Can you create a board like with Jira? Then you can have assigned, in progress, done etc columns. It will then be very obvious that people are assigning work to themselves and then taking a long time to complete it because they haven’t actually started.

StrawberryJamAndRaspberryPie · 04/02/2026 16:51

Sounds like you need to start doing the same… or tell the manager of the issue at your review

CraftyNavySeal · 04/02/2026 17:06

StrawberryJamAndRaspberryPie · 04/02/2026 16:51

Sounds like you need to start doing the same… or tell the manager of the issue at your review

Actually don’t even wait for the review.

Tomorrow ask for tasks to do and point out there are assigned tasks that have been sitting for days without being worked on.

It’s not going to help your review if you have sat on this problem and not mentioned it.

In my job we’re told off for taking more than one ticket at a time because it means everything takes longer.

justtheotheronemrswembley · 04/02/2026 17:12

Ask your manager to confirm what the protocol is, and mention that you think some people are allocating work to themselves ahead of time.

noworktodo · 04/02/2026 20:01

I don't do it myself because I can see it's inefficient to have work sitting there that has been claimed without being worked on. I'm also the newest member of the team so don't want to come across like I'm criticising their ways of working or the process.

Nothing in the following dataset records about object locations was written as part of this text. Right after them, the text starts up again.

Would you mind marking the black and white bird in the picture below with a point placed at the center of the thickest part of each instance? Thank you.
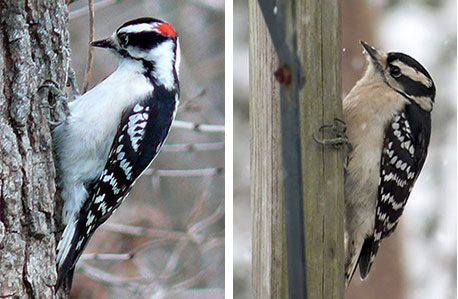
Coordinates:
(115, 131)
(388, 114)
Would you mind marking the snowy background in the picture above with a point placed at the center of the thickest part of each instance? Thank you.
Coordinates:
(424, 245)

I might start doing it myself though, especially now it's impacting my billability.

It does increase turnaround times but it doesn't impact clients because it's still within the deadlines. The issue is you have a billable employee sitting there doing unbillable tasks because a project they could start has already had someone assign themselves to it when they won't start it for 1+ hours. Everyone else works on one thing and then when it's completed they then pick something else up. Our tasks are usually 2-4 hours long so lots changes throughout the day.

I think I will raise it with my manager in our next 1:1 but I expect they'll tell me I should just message the colleagues directly and ask if I can take the task instead, which is fair enough, but it's frustrating.

OP posts:
C8H10N4O2 · 04/02/2026 20:20

@noworktodo It does increase turnaround times but it doesn't impact clients because it's still within the deadlines

So it is not a problem then - what matters is the work being delivered within the timelines and the clients are happy.

You need to take the emotions out of this and stop talking about fair/unfair. You have joined a team which has a way of working and this delivers to the SLAs whilst each person meets their chargeability targets.

You need to work out what you need to do within the team practices to meet your own targets. Have you worked on teams which operate like this before (ie has chargeability been a key performance metric for you) or is the style of working new to you? If the latter it can take some adjustment.

Discuss with your LM at the 1:1 and clarify how the performance metric is applied and if their expectation is simply that the team meets its overall targets. Also make sure you understand your LM’s targets as well and align your own work to those as well.

Do your team mates ask each other’s permission to pick up a task or just take it on? If the latter then you do the same, just ensure that what you take on is manageable. Your team mates are more experienced at allocating themselves tasks and still meeting the targets - its probably nothing more sinister than that.